When USSR premier Nikita Khrushchev visited IBM’s Silicon Valley research facility in 1959 he showed indifference to computing technology, but he was so impressed by their buffet style cafeteria that he instructed factories across the Soviet Union to implement the self service dining concept.
France had a “proto-internet” called Minitel, to which half the population had access. It allowed for buying plane tickets, shopping, 24-hr news, message boards & adult chat services. It was used to coordinate a national strike in 1986. Some believe it hindered the internet’s adoption in France.
Uber drivers in China changed their profile photos to ghosts and zombie images so that when potential passengers saw these pictures they would cancel the ride they’d just booked, thus earning the driver the cancellation fee.
In 1920, The New York Times ridiculed Robert H. Goddard and claimed that rockets could not function in space. On July 17, 1969, a day after the Apollo 11 launch, NYT formally acknowledged their error.
Shenzhen, China went from sleepy fishing village (pop 30K) to a global city of over 10 million that produces 90% of world’s electronics. With some of the tallest skyscrapers on earth. All in a mere 35 years.

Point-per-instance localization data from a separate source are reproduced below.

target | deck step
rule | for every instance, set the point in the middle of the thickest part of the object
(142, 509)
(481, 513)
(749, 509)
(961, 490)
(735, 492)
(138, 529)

A French law demands that manufacturers display how long their appliances will last. French companies have to inform consumers how long spare parts for the product will be available or risk a fine of up to €15,000 (£11,000).
According to top addiction experts, “Giving your child a smartphone is like giving them a gram of cocaine”.
A business in Texas still uses a 1949 IBM 402 punched card computer. It still runs all of its accounting work (payroll, sales, and inventory) through the IBM 402.